Take Your Talk (Therapy) for a Walk
How to maximize the effect of eye-contact conversations.
Posted January 24, 2020
Most of the time when we have conversations with others, we make consistent eye contact with one another and sit directly across from each other. We do this at meals, at social gatherings, and even in therapy. These conversations can be simple: talks about sports, movies, and interests, or more complex: catching up on life and getting vulnerable. When conversations begin to get more vulnerable, sitting across from one another, and uninterrupted eye-contact, might feel more serious and intimate, as if we’re giving others access to our inner-workings. I have noticed that when talking with a client at our community integration program, easing up on the eye contact makes me seem a little less judgmental and makes them feel more at ease opening up about an issue. Taking a drive to talk or walking and talking makes a conversation feel less threatening for a client. This method of therapeutic contact is slightly unorthodox, but it’s very helpful. We especially use this model quite a bit with young adults in our community integration programs who are struggling with anxiety and avoidance.
Think about how this generalizes in both your personal and professional life.

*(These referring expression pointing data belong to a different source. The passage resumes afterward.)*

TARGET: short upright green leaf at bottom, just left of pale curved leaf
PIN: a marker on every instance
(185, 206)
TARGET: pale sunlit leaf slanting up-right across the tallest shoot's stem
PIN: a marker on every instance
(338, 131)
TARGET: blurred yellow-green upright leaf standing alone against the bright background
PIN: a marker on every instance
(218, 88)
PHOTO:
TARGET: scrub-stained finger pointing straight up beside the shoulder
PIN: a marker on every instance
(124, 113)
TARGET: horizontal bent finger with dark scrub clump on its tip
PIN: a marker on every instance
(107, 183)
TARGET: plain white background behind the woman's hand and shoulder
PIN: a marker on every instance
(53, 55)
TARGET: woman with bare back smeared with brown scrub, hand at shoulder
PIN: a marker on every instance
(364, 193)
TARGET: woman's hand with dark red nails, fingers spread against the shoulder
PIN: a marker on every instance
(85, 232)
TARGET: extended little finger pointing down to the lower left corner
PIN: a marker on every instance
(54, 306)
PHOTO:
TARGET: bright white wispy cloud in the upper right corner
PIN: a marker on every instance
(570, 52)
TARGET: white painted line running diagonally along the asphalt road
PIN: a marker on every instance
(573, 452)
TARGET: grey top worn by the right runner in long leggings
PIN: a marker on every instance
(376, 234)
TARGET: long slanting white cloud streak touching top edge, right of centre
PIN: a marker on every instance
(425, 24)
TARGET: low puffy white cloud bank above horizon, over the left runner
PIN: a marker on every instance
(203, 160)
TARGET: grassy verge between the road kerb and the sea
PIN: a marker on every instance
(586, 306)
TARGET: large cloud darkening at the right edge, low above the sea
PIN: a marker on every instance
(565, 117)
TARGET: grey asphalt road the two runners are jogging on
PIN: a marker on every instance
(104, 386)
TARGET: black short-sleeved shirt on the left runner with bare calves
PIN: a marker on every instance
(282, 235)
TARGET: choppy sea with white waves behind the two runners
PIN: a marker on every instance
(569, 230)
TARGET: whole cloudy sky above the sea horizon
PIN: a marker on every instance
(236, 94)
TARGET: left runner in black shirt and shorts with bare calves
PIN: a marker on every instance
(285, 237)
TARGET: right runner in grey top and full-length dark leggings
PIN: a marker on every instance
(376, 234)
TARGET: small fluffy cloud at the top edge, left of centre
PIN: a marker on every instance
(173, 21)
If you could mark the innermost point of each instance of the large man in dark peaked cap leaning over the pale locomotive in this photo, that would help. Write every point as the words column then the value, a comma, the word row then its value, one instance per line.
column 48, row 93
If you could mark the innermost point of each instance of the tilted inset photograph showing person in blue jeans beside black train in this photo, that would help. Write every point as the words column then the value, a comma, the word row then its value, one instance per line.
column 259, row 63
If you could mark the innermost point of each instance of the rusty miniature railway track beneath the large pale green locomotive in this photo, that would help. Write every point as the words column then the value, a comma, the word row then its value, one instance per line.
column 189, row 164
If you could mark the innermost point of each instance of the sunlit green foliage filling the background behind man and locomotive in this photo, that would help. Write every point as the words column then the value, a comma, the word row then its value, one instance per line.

Driving Talks – At work, I spend many hours in the car with clients to get them out into their communities as they rebuild their life. I enjoy the drives because this gives me to opportunity to encourage, motivate and help them while they reach their destination. Driving talks seem to create a safe and private environment where they feel comfortable expressing themselves. We say when we train new staff that you can either treat a client transport as if you’re an Uber driver, or you can make the time clinically meaningful. I prefer the latter. Our clients who struggle with avoidance do not like perceived confrontation, and this approach takes away that barrier. Fred Peipman, Ph.D., noted, “People say things in a car that they would never say on the street because there is a perceived separation.” In my personal life, I’ve had many car trips where family and friends open-up about issues that they would not share with their counselor, spouse or parents. Think about all that people share with their hairdresser, after all
Walking Talks – “Let’s take a walk” is something commonly suggested in our workplace when a client storms out of a therapy session or is feeling overwhelmed. Being able to walk side-by-side and get fresh air allows us to talk freely about an issue, while simultaneously deescalating a client’s emotions. Taking a walk at a park or trail down the street makes the client feel freer and less confined. I used to work with a client who didn’t feel comfortable meeting at an office, so we would meet at a park and run together to conduct our therapy sessions. He always reminded that being out in the open air made him feel less anxious. In my personal life, I try to take walks with my father to facilitate open communication. This tradition has honestly made our bond stronger. This method improves both of our moods and it keeps us active, mentally and physically.
Other research and authors have supported the claims that talking side-by-side can facilitate open communication. Carolee Belkin Walker stated in an excerpt from the Washington Post, “I’ve noticed a significant reduction in symptoms in terms of intensity and duration when comparing my outdoor clients versus in office/video conference clients. Teenagers seem to have an easier time opening up in a more organic way being outdoors and moving as well.” We’ve found that this generalizes into our program in the treatment of young adults.
Overall, I have found that walking and driving with clients can be very useful and helpful for their treatment. Talking in-tandem with visual distractions, such as nature or scenery, may allow for more fluid engagement. It also serves our team well when one of us discovers information about a client that we wouldn’t have gotten in the therapy office. While unorthodox, I would encourage you to give these approaches a try with anxious, shy or avoidant clients, and see how it works for you.